III. A - MATERIAIS PARA A AULA 
▪ Padrão: ácido salicílico 0,5% 
▪ Urina: pura e urina contaminada com ácido salicílico. 
▪ Agente cromogênico: Solução de cloreto férrico (FeCl3) 5% 
▪ Solvente orgânico: Éter:clorofórmio (1:3) 
▪ Sistema solvente: Cuba ácida: clorofórmio:acetona (9:1) 
 
IV - EQUIPAMENTOS 
▪ Funil de separação (125 mL) 
▪ Bastão de vidro 
▪ Funil de vidro capacidade 100 mL 
▪ Béquer 100 mL 
▪ Cálice 25 mL 
▪ Papel Universal pH 
▪ placas cromatográficas de sílica gel (0,25 mm de espessura) 
▪ Capilar de vidro para aplicação em cromatografia 
▪ Cubas de vidro 
▪ Nebulizadores 
 
V . PROCEDIMENTO 
 
A. PADRONIZAÇÃO DO ÁCIDO SALICÍLICO (0,5%) 
1. Em balão volumétrico de 25 mL, preparar a amostra padrão de ácido salicílico 0,5%. 

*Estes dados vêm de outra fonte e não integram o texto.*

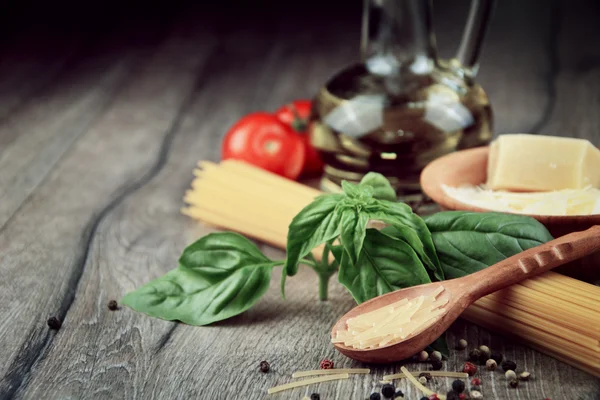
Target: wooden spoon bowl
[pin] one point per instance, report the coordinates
(469, 167)
(462, 292)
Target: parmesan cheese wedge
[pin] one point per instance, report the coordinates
(522, 162)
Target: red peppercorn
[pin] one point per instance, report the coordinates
(470, 368)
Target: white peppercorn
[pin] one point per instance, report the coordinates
(436, 355)
(510, 375)
(524, 376)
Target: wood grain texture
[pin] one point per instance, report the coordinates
(92, 185)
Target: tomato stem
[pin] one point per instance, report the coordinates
(299, 124)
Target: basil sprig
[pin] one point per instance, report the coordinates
(224, 274)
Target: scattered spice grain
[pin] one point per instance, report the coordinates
(113, 305)
(470, 368)
(54, 323)
(264, 367)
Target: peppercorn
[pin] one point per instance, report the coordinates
(264, 367)
(436, 355)
(113, 305)
(54, 323)
(462, 344)
(452, 395)
(491, 365)
(497, 357)
(388, 390)
(510, 375)
(436, 365)
(470, 368)
(509, 365)
(426, 375)
(474, 355)
(485, 354)
(458, 386)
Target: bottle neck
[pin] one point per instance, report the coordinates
(397, 35)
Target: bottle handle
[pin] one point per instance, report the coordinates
(469, 49)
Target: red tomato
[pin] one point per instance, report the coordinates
(296, 115)
(261, 139)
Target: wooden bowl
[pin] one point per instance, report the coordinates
(470, 167)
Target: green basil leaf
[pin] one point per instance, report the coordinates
(358, 192)
(382, 189)
(467, 242)
(315, 224)
(385, 264)
(220, 276)
(412, 229)
(353, 229)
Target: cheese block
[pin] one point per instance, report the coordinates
(522, 162)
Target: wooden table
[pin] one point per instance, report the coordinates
(101, 123)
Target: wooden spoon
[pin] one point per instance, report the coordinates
(463, 292)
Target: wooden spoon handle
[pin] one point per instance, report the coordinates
(535, 261)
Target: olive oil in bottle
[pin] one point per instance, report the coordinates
(401, 107)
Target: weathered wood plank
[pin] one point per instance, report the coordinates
(58, 220)
(106, 220)
(35, 135)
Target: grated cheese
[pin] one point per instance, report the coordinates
(392, 323)
(422, 388)
(560, 202)
(302, 374)
(306, 382)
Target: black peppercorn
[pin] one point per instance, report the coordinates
(474, 355)
(452, 395)
(436, 365)
(509, 365)
(458, 386)
(113, 305)
(426, 375)
(497, 357)
(264, 367)
(388, 390)
(54, 323)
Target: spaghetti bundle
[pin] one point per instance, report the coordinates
(555, 314)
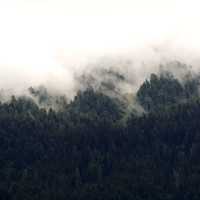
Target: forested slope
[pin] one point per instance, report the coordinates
(86, 150)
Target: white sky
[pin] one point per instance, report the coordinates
(40, 36)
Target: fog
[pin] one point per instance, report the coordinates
(51, 42)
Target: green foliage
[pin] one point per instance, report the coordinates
(84, 151)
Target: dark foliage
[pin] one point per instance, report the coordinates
(84, 151)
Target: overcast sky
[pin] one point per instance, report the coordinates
(40, 36)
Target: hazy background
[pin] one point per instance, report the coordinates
(48, 41)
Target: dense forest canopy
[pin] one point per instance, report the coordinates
(100, 145)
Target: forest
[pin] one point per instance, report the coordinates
(95, 147)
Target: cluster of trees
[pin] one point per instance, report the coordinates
(87, 151)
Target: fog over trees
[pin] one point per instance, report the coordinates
(104, 143)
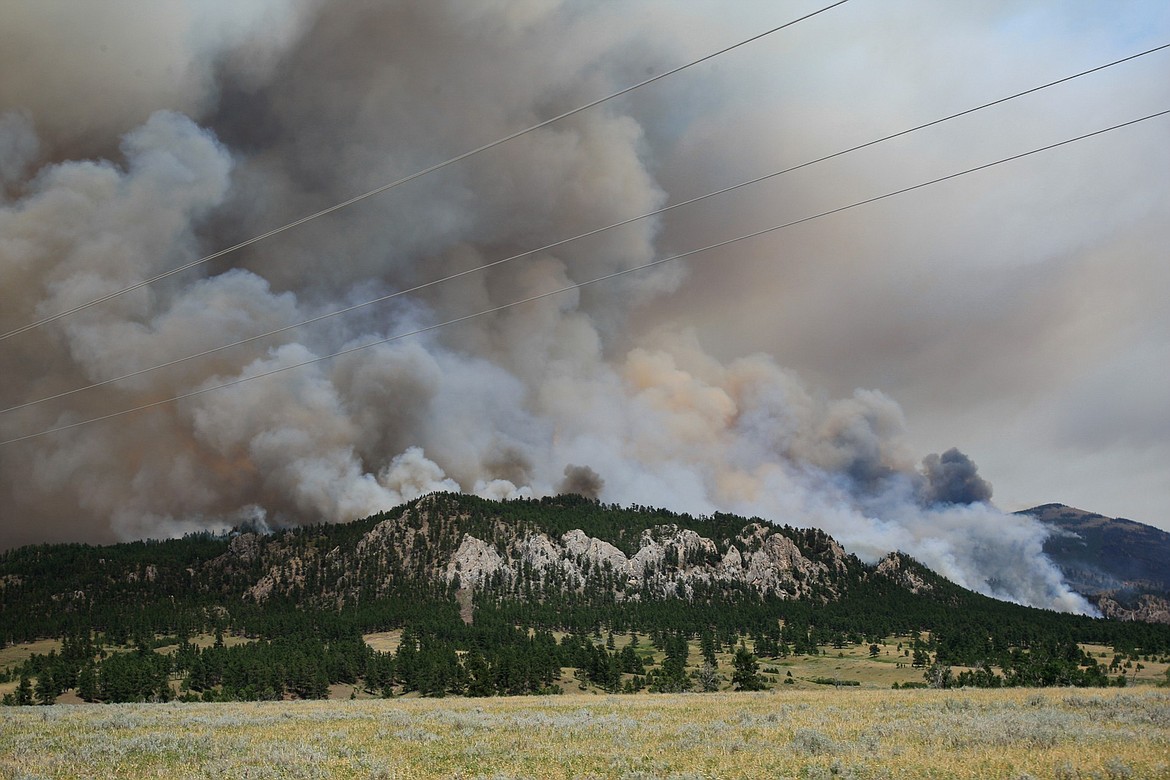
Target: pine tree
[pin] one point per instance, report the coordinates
(745, 676)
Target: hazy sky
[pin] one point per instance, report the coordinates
(867, 372)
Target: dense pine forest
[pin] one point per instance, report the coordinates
(500, 599)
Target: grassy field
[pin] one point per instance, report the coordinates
(782, 733)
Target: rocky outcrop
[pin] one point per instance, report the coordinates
(1148, 607)
(896, 568)
(434, 542)
(670, 561)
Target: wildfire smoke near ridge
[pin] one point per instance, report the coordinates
(135, 140)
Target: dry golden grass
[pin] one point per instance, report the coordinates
(784, 733)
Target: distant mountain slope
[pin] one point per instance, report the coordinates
(1121, 565)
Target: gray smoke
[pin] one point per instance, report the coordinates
(952, 478)
(583, 481)
(304, 104)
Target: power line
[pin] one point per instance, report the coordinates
(580, 235)
(583, 284)
(412, 177)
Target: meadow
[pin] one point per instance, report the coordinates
(780, 733)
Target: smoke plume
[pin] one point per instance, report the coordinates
(305, 104)
(583, 481)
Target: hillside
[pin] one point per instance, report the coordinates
(1122, 566)
(500, 598)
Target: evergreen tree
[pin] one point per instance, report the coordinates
(745, 676)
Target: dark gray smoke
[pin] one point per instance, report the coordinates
(583, 481)
(952, 478)
(241, 125)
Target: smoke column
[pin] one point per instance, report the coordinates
(304, 104)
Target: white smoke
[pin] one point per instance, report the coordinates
(556, 394)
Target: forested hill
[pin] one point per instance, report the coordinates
(462, 575)
(1120, 565)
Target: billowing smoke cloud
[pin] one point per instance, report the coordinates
(583, 481)
(532, 400)
(952, 478)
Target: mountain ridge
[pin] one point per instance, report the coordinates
(1122, 566)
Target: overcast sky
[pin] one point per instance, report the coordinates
(1017, 316)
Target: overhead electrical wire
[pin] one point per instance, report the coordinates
(580, 235)
(579, 285)
(412, 177)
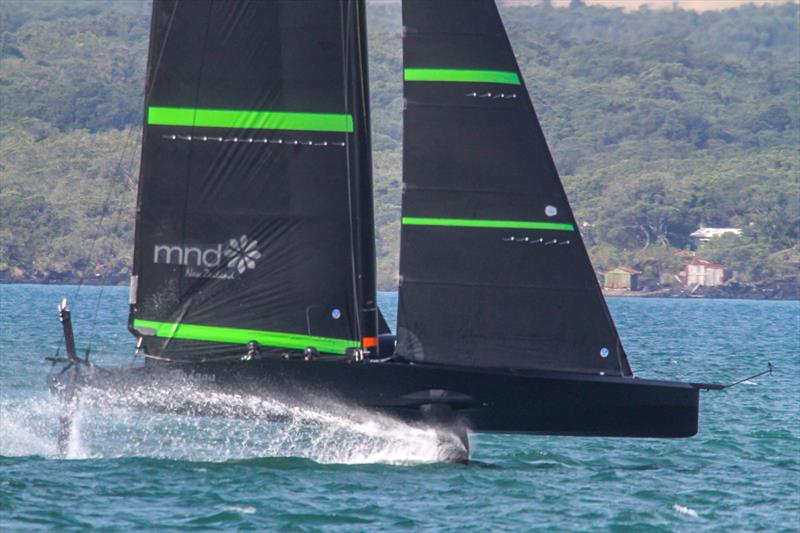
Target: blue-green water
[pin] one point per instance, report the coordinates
(143, 470)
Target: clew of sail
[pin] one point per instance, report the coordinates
(254, 214)
(493, 269)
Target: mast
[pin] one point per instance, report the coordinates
(253, 210)
(362, 167)
(494, 272)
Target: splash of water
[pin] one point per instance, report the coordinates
(186, 420)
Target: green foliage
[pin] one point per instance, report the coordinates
(659, 121)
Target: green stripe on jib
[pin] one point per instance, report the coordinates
(461, 75)
(261, 120)
(473, 223)
(195, 332)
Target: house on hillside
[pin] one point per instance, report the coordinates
(703, 273)
(623, 278)
(706, 234)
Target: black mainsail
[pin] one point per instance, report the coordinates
(254, 215)
(493, 269)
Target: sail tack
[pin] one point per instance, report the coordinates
(493, 269)
(255, 180)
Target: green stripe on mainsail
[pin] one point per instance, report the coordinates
(472, 223)
(461, 75)
(194, 332)
(263, 120)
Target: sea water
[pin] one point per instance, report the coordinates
(262, 464)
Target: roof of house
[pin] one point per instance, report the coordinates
(710, 233)
(707, 264)
(623, 269)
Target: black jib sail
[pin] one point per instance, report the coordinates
(254, 216)
(493, 269)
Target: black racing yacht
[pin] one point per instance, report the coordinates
(254, 258)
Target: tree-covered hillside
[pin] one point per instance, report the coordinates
(659, 121)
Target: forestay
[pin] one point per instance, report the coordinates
(493, 269)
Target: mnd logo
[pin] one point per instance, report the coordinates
(242, 253)
(218, 261)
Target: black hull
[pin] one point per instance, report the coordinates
(483, 400)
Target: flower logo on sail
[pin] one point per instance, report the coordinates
(242, 254)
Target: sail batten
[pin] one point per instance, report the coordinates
(461, 75)
(244, 119)
(476, 223)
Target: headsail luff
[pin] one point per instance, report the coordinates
(493, 269)
(254, 216)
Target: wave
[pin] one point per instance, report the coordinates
(186, 420)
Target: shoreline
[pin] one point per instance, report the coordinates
(786, 293)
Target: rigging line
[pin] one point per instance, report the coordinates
(346, 44)
(127, 144)
(119, 166)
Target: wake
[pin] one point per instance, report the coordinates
(186, 420)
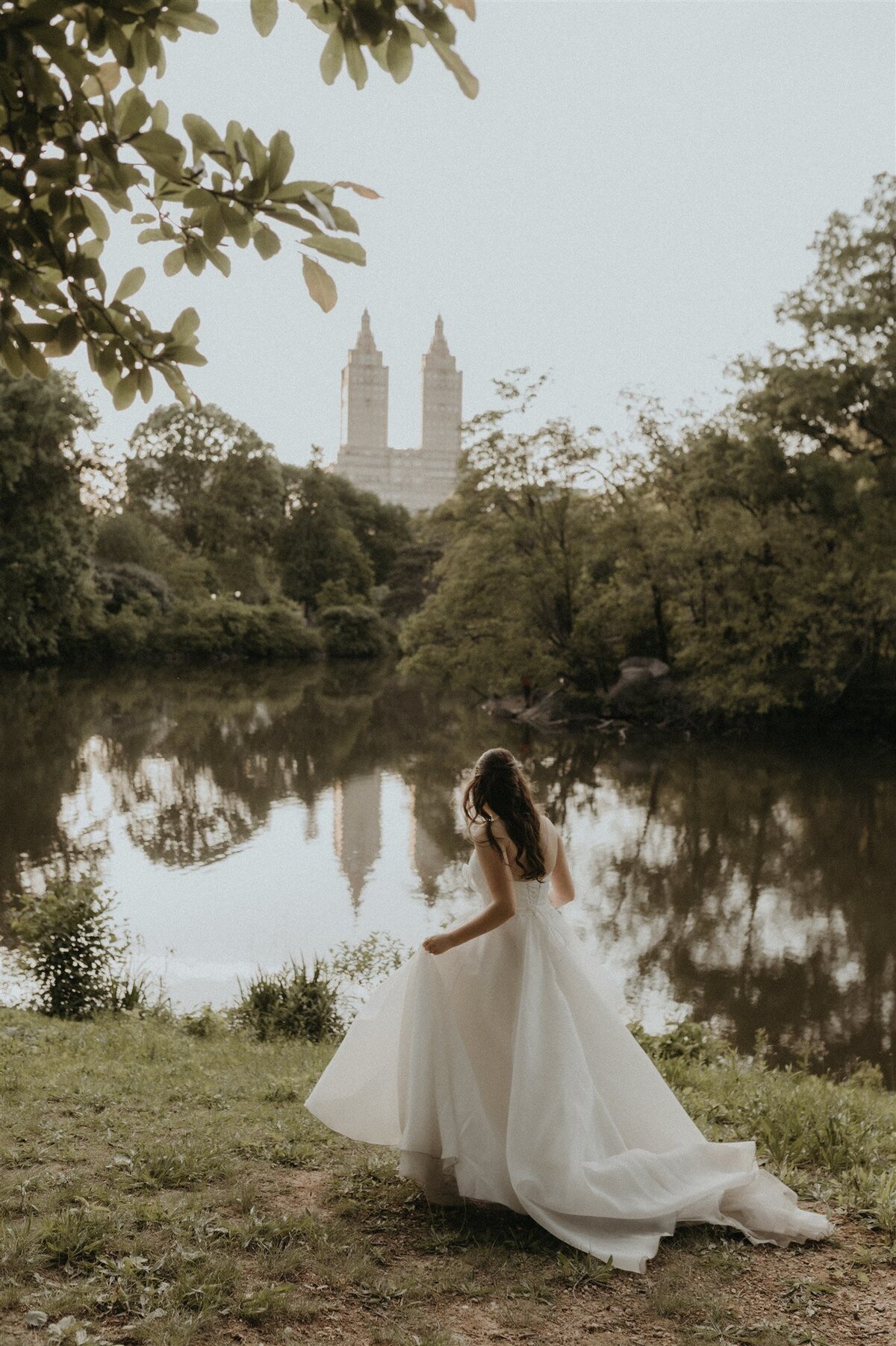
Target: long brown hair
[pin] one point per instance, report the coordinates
(498, 781)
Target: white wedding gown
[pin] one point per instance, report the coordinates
(502, 1071)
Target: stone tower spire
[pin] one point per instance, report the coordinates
(441, 412)
(365, 393)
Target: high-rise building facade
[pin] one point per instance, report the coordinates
(416, 478)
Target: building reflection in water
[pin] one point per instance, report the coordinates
(249, 814)
(357, 828)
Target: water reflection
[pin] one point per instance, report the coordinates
(246, 814)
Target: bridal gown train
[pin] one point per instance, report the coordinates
(502, 1071)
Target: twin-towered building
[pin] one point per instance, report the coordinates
(416, 478)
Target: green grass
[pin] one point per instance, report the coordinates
(162, 1186)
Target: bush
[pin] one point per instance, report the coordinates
(291, 1004)
(70, 948)
(125, 582)
(352, 632)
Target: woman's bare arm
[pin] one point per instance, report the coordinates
(561, 885)
(503, 901)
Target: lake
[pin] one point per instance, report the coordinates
(246, 814)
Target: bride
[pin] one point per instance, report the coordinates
(498, 1062)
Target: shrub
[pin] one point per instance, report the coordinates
(70, 948)
(291, 1003)
(124, 582)
(352, 632)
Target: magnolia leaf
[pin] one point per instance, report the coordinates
(174, 261)
(134, 109)
(125, 392)
(220, 259)
(355, 63)
(467, 81)
(184, 325)
(320, 283)
(196, 22)
(332, 57)
(102, 80)
(35, 362)
(362, 191)
(202, 134)
(264, 15)
(96, 217)
(281, 155)
(320, 211)
(267, 241)
(399, 54)
(67, 334)
(129, 284)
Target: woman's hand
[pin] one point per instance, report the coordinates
(438, 944)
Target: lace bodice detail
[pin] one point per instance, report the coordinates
(532, 894)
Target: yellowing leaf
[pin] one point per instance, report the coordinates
(267, 241)
(264, 15)
(129, 284)
(320, 283)
(332, 57)
(362, 191)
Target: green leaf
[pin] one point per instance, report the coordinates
(281, 157)
(202, 134)
(174, 261)
(186, 325)
(129, 284)
(320, 283)
(359, 190)
(343, 249)
(355, 63)
(35, 362)
(267, 241)
(467, 81)
(399, 54)
(67, 334)
(96, 216)
(125, 392)
(264, 15)
(134, 109)
(332, 57)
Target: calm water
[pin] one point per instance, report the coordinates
(243, 816)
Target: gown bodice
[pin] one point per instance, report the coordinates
(532, 894)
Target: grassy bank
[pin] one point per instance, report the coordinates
(166, 1188)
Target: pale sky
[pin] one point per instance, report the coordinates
(624, 202)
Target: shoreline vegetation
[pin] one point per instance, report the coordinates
(161, 1182)
(703, 571)
(162, 1185)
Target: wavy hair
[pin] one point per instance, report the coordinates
(498, 781)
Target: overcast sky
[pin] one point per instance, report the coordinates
(624, 202)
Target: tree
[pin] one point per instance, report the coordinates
(836, 389)
(317, 541)
(46, 532)
(208, 479)
(69, 150)
(514, 546)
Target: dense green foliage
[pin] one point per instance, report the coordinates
(753, 551)
(46, 533)
(69, 948)
(72, 150)
(291, 1003)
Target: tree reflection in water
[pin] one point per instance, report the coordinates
(753, 883)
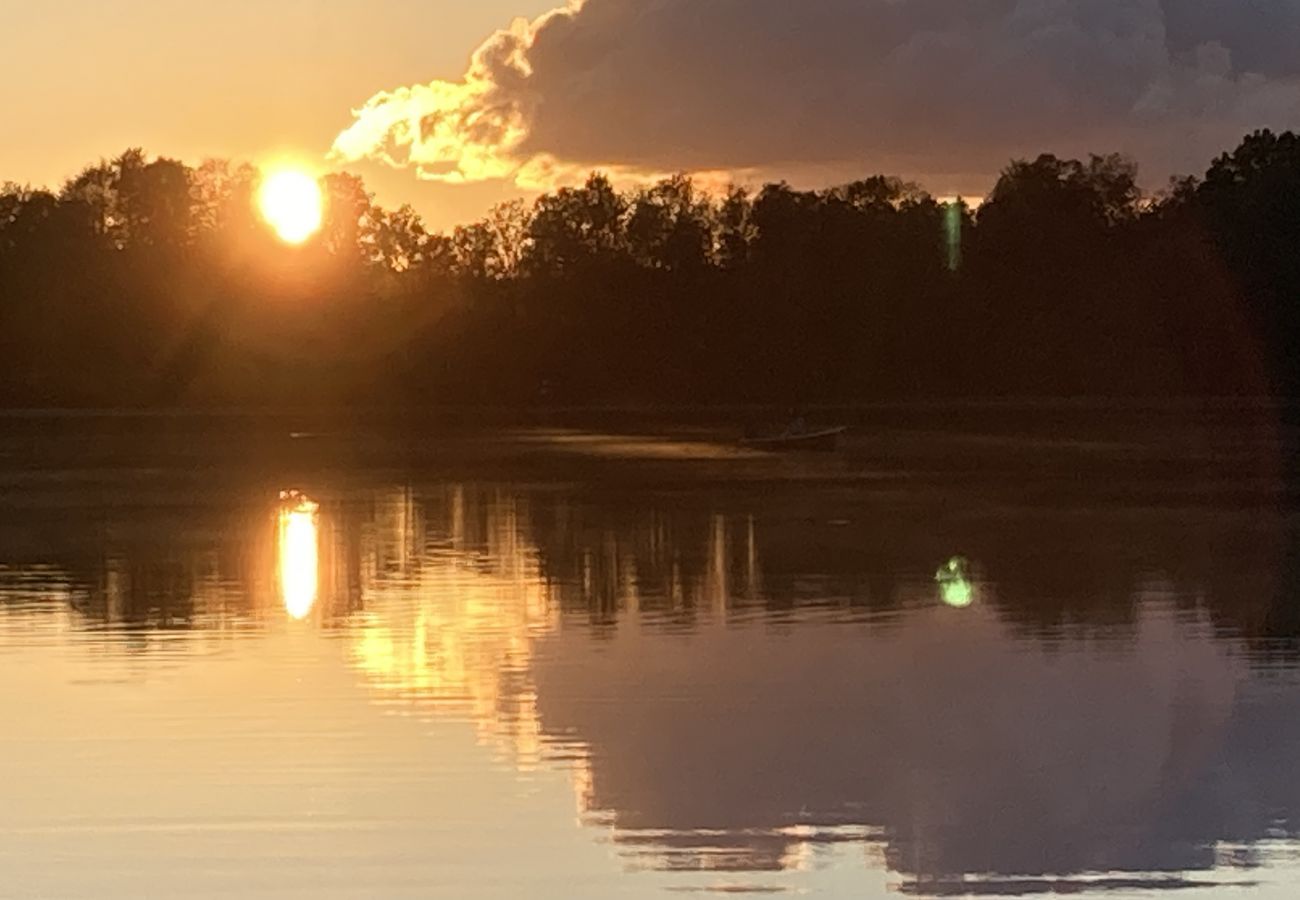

(PROCEDIMENTO JÁ REALIZADO PELO LABORATÓRIO) 
 
B. EXTRAÇÃO DE ÁCIDO SALÍCILICO EM AMOSTRAS BIOLÓGICAS (URINA) 
 
1. Observar o frasco/coletor contendo a amostra identificada como Urina 1 
 
• O laboratório deixará um frasco com urina + AAS (contaminar a urina) em cada bancada (9 
frascos no total). 
• O laboratório deixará um frasco com urina sem AAS (padrão) para o professor (1 frasco no 
total) 
 
2. Ler o pH da amostra 
 
3. Ajustar o pH entre 4,0 e 5,0 por meio de solução de H2SO4 1% (SOLUÇÃO JÁ FEITA PELO 
LABORATÓRIO) 
. 
 
4. Medir 10 mL da amostra em um cálice e colocá-la em funil de separação (125 mL), já fixado em 
suporte universal e identificado como o nome da amostra. 
 
5. Com uma proveta, medir 20 mL do solvente orgânico composto pela mistura clorofórmio:éter (3:1), 
agitando vigorosamente o funil por 1 minuto. (PROCEDIMENTO JÁ REALIZADO PELO 
LABORATÓRIO) 
 
▪ Verter a mistura no funil de separação, já contendo a amostra (urina) a ser analisada. 
▪ Agitar vigorosamente o funil por 1 minuto. Para isso inverter o funil de separação e abrir sua 
torneira para sair o gás formado durante o momento da agitação. 
 
6. Colocar o funil de separação em suporte universal e deixá-lo em repouso por 2 minutos para a 
separação das fases.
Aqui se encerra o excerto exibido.